要说明官营学校的无能,有一个很好的例子,那就是许多公立大学和专科学校一发现有革命倾向的学生,便毫不犹豫地勒令其退学,生怕与其有所牵连。这是他们虽然热爱学校,却尚未树立起为国分忧意识的证据。他们似乎不知道放虎归山,教育者是逃脱不了干系的。这和把自家门前的泥土悄悄地扫到邻家的庭院前,反而摆出一副若无其事的样子的人有何区别呢?都是一样不知廉耻。官立、府立、县立的各学校行使着能够招入最适宜教育的优秀学生的优先权,理所当然地利用这种特权来与私立学校竞争,这样的行为也一样是违背时代发展的极其错误的行为。

如果让官员来经营营利性事业,则必定会失败。与谋求事业向着更好的方向发展相比,官员们更在乎的是如何逃避失败的责任,对于这种在工作中不求有功但求无过的人,就算不断地加以鞭策以期望能在他们的带领下实现盈利的目标,这种想法简直就和缘木求鱼一样荒唐。在结果能够立马显示出来的物质性经营活动领域,这样的行为不用说也知道是不可取的,所以此类错误基本上都可以避免。然而作为性质相同的价值创造事业,这种行为却在教育界被理所当然地采用,施行者从来不会考虑它的后果,而且也没人觉得有何不妥。这简直是不可思议至极,大概是因为其后果难以以有形的数字表现出来,而且需要在数十年后才会走向明朗化。教育事业的外观不论如何金碧辉煌,就算其入学率已进步到与世界文明国家相比也毫不逊色的地步,但其内容的充实度与经济事业的发达程度并不适应,并且明治教育失败的恶果逐渐显示出来,导致昭和教育陷入死胡同,找不到出路。这种累积下来的弊害一直无法消除而遗留到今天。如今只能惊慌失措地苦心钻研各种善后政策。即使能够拿出应急的学制改革方案,也为时已晚,已经犯下的错误不能再挽回,但至少不能让这种失误继续延续下去。教育家们为了能纠正这种失误而焦虑不已,可是由于缺少好的提案,他们就算绞尽脑汁也是徒然。这一切都起因于顺从上级官员监督指导的准官员们,即学校教师“不求有功,但求无过”的心理状态。他们像机器人一样工作,对上级言听计从。这样一来,又该如何是好呢?我们应该毅然地抛弃教育只能限于官营的这种错误观点。

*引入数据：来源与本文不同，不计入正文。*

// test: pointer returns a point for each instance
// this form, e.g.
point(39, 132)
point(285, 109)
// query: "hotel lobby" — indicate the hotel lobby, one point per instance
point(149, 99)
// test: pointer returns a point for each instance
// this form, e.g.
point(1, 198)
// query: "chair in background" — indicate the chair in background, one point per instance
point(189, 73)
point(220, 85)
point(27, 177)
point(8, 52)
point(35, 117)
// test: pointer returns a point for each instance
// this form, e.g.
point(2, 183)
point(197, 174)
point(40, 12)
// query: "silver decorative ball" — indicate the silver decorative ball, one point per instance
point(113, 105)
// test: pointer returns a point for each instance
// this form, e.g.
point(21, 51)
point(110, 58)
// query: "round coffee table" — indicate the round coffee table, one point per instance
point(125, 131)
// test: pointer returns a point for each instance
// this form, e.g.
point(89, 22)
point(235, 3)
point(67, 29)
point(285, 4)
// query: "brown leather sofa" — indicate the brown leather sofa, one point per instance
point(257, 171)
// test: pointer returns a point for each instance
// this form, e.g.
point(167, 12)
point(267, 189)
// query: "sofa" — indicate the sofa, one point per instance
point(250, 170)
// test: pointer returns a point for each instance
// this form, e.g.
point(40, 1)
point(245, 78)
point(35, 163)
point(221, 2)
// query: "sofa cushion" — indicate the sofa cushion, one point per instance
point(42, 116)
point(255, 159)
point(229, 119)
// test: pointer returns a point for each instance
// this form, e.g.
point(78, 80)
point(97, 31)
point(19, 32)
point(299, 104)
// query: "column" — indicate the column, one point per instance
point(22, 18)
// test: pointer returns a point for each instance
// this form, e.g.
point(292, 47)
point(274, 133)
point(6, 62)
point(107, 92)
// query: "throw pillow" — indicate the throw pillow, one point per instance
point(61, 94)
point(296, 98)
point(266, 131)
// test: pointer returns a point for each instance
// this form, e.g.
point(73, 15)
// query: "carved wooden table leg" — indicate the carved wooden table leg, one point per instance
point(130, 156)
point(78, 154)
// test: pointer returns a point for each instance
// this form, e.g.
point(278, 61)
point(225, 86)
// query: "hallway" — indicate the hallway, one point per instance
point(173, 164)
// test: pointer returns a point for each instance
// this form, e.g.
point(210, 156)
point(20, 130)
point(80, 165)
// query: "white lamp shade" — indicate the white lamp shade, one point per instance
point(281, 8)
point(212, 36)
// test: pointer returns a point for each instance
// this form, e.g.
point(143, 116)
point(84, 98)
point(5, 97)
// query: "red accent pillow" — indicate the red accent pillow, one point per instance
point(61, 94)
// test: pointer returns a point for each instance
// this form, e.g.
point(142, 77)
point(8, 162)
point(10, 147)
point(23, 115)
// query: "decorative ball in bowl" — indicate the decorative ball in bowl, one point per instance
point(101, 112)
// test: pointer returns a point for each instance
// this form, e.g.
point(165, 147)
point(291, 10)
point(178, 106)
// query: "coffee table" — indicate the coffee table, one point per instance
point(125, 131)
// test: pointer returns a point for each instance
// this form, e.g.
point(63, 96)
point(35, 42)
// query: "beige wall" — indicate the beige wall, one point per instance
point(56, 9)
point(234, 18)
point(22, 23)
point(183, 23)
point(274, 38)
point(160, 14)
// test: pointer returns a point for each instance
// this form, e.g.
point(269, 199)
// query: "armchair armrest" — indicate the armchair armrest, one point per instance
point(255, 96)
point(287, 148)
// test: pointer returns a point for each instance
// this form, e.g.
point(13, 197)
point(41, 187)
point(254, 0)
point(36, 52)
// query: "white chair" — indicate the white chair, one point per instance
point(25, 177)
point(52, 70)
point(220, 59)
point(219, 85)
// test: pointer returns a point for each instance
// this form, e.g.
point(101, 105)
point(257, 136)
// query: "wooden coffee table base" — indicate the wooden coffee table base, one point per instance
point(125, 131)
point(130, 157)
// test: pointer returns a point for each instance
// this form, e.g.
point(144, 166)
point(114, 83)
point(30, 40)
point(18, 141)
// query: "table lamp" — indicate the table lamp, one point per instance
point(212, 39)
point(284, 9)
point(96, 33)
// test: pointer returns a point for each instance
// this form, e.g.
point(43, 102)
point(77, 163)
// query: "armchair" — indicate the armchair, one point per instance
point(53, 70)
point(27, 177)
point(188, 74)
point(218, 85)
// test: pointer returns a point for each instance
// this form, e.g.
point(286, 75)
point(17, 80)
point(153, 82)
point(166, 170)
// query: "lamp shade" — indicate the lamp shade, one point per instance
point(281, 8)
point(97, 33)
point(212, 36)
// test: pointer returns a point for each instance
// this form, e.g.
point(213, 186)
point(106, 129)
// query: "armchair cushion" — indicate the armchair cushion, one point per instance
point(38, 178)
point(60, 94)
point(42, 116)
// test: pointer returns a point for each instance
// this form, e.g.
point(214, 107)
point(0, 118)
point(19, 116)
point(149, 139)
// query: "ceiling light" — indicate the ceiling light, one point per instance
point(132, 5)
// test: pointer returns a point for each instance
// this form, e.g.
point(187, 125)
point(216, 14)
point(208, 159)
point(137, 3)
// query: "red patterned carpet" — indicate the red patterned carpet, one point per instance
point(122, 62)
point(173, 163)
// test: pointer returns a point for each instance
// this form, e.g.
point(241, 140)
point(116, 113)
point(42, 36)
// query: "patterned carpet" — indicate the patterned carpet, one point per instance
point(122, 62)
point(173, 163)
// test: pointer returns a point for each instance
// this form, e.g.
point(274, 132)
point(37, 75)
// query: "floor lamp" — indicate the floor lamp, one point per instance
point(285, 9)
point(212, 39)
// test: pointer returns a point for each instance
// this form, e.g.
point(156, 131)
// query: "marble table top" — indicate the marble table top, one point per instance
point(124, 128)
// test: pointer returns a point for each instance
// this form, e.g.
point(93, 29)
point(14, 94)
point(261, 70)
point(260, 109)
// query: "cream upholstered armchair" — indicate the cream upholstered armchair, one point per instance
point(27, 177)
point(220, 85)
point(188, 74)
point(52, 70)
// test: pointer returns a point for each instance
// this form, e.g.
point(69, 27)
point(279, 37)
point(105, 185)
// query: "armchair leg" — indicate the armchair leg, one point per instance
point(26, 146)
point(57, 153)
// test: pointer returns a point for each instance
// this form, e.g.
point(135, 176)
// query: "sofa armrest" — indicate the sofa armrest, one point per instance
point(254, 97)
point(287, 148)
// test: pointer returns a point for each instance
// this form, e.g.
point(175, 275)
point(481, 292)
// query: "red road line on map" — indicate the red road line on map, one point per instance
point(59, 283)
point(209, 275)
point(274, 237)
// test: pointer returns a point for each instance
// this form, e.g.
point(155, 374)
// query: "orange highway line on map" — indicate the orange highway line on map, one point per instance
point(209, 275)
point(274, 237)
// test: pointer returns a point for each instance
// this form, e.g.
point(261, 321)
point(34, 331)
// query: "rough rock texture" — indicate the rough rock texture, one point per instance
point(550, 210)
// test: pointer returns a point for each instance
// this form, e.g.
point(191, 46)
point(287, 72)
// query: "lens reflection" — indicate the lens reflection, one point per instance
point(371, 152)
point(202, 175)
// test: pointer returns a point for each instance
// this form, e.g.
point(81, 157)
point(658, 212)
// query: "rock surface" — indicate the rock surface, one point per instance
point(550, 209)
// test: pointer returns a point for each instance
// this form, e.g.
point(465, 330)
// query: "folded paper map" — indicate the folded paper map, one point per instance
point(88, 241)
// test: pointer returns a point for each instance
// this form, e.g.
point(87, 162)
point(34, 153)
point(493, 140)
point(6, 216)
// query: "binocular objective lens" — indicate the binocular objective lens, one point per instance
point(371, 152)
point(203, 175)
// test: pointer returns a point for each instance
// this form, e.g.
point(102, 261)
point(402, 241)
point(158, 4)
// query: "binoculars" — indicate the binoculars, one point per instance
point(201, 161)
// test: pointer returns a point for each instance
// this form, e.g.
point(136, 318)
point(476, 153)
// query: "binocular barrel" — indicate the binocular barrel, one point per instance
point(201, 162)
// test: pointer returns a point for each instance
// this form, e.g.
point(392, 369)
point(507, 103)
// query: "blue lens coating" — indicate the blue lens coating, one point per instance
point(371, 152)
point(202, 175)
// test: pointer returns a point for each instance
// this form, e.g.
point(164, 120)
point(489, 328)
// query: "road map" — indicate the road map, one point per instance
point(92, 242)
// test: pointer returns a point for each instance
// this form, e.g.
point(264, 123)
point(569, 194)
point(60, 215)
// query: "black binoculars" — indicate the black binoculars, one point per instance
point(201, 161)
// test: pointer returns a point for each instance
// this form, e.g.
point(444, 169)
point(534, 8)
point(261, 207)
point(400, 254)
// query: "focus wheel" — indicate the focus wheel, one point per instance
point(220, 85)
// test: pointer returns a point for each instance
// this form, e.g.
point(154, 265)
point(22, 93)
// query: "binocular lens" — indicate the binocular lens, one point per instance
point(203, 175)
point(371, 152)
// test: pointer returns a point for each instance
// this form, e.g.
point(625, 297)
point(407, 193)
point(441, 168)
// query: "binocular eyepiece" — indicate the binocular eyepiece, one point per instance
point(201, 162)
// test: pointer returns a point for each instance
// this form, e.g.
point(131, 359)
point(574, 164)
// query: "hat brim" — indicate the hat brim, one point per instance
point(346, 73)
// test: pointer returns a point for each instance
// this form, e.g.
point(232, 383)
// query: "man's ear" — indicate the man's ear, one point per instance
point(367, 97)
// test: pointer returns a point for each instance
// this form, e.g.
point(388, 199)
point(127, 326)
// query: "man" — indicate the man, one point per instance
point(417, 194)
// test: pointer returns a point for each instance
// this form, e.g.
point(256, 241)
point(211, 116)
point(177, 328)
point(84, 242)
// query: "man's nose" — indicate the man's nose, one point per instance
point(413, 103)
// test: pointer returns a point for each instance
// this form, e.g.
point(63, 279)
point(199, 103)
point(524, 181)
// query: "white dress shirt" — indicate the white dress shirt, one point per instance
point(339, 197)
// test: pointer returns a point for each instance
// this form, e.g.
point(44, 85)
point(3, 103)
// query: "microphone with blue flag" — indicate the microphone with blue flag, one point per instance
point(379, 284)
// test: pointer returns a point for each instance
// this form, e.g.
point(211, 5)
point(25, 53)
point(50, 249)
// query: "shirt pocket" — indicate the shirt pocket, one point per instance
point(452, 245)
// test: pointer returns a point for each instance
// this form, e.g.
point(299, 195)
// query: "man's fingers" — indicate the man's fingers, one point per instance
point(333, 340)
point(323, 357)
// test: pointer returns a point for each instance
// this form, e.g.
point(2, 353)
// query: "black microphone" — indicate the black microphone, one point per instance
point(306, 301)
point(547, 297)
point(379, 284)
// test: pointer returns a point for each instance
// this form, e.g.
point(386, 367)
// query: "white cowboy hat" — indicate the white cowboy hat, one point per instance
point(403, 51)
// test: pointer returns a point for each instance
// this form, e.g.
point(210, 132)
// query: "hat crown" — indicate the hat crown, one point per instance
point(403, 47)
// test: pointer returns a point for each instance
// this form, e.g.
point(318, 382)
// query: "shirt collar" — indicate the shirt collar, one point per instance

然而,作为事关国家存亡的重大教育事业,如果全部放任民营的话,也是不可行的。谁会愿意投资无法从物质上获取利益的非营利事业呢?当然,这也并不是说校舍、教师等一定要由国家包办。因此,管理监督工作由国家来实施是理所当然的,但对教育内容上的干涉和压迫必须排除,让教育技术者能自发地进行技术上的创造,本着这一精神对教育的方方面面进行改造。

对于频频发生而又永无休止的学校暴动事件,其应对方案也必须与由这种精神催生的学校自治权的确立相结合。学校暴动被政府当作瘟疫、火灾发生时的大暴动一样,统统予以无情的镇压。或许是我孤陋寡闻,在对学校暴动这一问题上,至今还没能制订出一个合适的解决方案,这实在是遗憾万分。

【注释】

[1]即田中义一(Tanaka Giichi,1864—1929),日本第26任首相。